Mi principal aportación fue la introducción de métodos de observación clínica más rigurosos, la difusión de los principios de Newton en la física y el impulso de la matemática aplicada a la medicina. Mis conferencias y correspondencia sirvieron para formar a otros médicos jóvenes que después siguieron esta línea.
En el ámbito europeo, mi nombre apareció en repertorios científicos de la época, lo cual demuestra que, aunque español y andaluz, logré insertarme en la red ilustrada continental.
- ¿Qué mensaje daría a los jóvenes con vocación científica?
- Les diría que aprovechen las oportunidades que yo no tuve. Hoy es posible acceder a libros, laboratorios y contactos internacionales con facilidad. En mi tiempo, había que viajar a pie o en barco durante semanas para consultar un tratado o para conocer a un colega.
La ciencia requiere constancia y disciplina. Yo dediqué años enteros al estudio y pasé largas noches en hospitales de Sevilla, Cádiz, Córdoba o Madrid observando casos clínicos. Esa dedicación sigue siendo imprescindible.

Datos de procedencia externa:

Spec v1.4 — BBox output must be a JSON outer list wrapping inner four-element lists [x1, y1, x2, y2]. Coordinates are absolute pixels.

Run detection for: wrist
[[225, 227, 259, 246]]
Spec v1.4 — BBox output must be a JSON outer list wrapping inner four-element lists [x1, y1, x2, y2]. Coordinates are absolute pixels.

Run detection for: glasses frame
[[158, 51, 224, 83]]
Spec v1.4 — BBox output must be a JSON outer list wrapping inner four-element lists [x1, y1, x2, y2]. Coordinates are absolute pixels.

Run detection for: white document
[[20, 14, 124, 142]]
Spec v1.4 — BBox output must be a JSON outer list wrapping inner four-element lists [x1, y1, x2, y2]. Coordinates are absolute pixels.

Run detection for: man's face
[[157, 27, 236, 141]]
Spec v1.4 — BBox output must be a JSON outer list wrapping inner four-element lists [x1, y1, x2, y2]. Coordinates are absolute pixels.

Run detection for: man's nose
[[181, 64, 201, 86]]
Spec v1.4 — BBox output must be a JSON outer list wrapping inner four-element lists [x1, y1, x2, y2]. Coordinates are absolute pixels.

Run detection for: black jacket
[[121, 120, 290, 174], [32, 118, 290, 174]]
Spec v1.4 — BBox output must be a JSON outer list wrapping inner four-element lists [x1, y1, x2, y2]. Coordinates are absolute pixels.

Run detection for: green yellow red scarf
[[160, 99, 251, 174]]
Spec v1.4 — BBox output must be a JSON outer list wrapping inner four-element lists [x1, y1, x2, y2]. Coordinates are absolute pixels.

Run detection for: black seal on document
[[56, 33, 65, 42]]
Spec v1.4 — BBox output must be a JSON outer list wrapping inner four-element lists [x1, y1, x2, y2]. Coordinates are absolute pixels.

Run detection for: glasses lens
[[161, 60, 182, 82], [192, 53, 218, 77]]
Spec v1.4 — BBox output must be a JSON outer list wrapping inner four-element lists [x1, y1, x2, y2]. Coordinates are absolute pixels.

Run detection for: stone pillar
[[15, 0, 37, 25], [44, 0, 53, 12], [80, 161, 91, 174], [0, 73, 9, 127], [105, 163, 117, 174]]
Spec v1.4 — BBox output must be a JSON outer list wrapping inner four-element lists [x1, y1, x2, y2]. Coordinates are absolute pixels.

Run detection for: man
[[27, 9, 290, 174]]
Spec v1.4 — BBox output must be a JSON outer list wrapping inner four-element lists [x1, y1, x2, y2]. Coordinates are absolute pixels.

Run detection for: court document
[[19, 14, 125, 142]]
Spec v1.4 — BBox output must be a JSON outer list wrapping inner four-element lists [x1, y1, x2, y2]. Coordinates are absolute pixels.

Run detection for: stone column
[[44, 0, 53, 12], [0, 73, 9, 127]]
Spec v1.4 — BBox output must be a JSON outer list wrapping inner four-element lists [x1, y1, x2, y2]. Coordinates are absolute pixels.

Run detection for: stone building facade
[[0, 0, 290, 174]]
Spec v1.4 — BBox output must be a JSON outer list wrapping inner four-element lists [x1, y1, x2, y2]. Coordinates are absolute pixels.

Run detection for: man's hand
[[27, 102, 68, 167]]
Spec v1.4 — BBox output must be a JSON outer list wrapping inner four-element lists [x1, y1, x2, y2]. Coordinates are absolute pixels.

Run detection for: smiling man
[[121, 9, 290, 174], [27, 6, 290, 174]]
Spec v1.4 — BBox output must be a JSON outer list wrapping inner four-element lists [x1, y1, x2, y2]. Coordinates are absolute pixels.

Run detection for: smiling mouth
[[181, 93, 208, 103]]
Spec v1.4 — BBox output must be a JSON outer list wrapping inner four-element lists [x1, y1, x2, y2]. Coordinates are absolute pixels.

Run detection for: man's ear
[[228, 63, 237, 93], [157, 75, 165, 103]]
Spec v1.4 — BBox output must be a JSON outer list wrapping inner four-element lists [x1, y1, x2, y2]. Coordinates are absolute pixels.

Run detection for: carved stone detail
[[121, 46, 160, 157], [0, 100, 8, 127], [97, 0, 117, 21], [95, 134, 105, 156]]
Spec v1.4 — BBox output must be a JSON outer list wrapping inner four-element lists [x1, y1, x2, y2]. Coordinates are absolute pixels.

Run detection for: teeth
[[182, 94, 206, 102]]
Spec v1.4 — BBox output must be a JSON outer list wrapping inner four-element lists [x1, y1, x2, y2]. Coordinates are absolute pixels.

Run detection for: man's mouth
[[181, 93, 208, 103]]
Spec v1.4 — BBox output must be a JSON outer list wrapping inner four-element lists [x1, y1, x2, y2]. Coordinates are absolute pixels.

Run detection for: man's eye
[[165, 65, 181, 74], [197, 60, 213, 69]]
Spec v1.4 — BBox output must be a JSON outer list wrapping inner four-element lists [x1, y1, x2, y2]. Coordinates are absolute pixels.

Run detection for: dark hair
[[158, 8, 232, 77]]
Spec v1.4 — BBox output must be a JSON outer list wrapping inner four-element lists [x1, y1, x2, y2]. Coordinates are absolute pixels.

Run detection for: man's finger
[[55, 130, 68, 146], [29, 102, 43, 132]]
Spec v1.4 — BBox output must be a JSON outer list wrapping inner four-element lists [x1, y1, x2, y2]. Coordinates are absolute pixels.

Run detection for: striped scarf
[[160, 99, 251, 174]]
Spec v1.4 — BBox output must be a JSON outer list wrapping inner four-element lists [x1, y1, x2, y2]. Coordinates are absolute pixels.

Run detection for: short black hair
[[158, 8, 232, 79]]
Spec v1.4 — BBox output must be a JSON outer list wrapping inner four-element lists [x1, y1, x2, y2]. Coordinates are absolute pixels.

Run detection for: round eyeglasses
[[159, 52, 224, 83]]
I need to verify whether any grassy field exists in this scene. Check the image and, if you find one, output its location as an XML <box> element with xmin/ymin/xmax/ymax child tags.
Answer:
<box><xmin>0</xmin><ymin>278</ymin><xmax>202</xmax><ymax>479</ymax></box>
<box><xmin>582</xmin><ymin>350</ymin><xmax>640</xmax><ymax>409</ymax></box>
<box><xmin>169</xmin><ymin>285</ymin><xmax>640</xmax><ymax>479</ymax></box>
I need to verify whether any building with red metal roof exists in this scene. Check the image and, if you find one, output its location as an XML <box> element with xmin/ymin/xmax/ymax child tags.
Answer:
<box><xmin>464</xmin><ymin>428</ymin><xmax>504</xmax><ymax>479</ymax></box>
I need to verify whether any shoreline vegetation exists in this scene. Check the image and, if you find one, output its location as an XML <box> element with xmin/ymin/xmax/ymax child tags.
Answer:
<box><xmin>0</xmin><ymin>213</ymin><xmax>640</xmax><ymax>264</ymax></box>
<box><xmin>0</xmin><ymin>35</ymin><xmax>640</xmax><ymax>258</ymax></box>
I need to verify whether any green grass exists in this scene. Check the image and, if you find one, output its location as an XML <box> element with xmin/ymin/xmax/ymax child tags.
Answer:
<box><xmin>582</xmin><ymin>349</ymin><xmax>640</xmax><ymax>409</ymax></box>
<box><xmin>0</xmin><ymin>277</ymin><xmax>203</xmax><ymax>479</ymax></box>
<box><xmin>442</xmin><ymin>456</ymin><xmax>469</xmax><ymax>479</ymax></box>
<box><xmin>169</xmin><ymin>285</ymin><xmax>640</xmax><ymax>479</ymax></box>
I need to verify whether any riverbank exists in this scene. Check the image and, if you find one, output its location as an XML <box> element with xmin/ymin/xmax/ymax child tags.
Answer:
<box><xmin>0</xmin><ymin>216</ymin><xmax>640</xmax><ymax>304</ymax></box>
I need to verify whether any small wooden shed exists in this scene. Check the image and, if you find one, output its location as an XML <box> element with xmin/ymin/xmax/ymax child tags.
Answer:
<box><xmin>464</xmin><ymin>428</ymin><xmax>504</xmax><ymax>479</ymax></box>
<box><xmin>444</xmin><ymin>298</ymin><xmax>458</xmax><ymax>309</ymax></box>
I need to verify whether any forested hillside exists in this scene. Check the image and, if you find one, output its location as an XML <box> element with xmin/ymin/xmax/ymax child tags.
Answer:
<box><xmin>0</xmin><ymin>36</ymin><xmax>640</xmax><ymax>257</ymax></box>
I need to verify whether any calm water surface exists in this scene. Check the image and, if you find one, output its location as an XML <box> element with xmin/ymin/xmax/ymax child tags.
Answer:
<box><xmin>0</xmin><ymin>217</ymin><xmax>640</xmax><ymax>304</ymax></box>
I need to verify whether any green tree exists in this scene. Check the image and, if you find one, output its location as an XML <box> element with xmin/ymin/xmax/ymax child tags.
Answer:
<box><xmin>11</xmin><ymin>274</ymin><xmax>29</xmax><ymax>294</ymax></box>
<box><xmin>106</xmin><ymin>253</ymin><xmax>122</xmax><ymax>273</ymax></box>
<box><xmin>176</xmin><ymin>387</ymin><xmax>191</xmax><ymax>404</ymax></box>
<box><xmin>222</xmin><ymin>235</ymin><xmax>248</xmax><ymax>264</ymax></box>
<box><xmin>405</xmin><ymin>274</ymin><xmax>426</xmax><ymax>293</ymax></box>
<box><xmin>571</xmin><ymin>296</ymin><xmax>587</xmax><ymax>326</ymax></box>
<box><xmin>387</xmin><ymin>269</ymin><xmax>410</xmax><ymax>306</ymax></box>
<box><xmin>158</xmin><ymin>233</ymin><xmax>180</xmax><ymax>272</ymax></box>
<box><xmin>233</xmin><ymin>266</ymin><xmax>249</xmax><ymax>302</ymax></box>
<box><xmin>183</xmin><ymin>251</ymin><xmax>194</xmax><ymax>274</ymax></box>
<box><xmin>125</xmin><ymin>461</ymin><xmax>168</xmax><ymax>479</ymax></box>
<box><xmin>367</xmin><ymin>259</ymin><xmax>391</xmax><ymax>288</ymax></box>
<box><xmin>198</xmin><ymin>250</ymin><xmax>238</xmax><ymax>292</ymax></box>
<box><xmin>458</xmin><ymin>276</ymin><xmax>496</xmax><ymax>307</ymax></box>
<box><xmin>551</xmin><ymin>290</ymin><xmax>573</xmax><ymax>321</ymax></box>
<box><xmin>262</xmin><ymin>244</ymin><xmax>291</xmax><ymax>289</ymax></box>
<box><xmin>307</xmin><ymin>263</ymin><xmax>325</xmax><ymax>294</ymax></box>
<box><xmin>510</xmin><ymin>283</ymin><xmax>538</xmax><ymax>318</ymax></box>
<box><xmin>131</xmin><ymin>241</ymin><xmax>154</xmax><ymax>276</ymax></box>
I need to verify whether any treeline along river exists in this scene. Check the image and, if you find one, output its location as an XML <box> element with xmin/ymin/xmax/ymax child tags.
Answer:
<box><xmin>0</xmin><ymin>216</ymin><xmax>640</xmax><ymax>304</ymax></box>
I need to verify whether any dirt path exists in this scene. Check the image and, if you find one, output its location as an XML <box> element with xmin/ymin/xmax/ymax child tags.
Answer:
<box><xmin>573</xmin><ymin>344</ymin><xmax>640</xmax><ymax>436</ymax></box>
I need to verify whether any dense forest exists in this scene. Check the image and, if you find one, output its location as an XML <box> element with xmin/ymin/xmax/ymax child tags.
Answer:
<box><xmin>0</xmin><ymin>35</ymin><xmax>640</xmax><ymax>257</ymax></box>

También les diría que no olviden el compromiso social. En la Ilustración pensábamos que la ciencia debía servir para mejorar la vida de las personas, no solo para satisfacer la curiosidad de unos pocos. Ese principio sigue teniendo la misma importancia y validez hoy día.
- ¿Qué siente al saber que Montilla ha dedicado una calle a su nombre?
- Me parece un reconocimiento entrañable. No todos los científicos logran ser recordados en su tierra natal, y menos aún en forma de una calle por la que pasa la gente cada día. Que Montilla lo haya hecho significa que, pese al paso del tiempo, mi memoria ha perdurado; y, sobre todo, me parece una puesta en valor de la ciencia más que de mi propia persona.
- Para finalizar, ¿cómo le gustaría ser recordado?
- Como un médico y científico ilustrado que no se conformó con las limitaciones de su tiempo. Quise aprender fuera y traer a España lo mejor de la ciencia europea. Trabajé en hospitales de Andalucía, di clases de medicina y matemáticas, y publiqué en revistas que me dieron proyección internacional. No aspiro a que me consideren un genio, sino alguien que abrió camino. Si mi nombre sirve para que los jóvenes comprendan que Andalucía también aportó hombres de ciencia a la Europa de la Ilustración, ese sería el mejor recuerdo.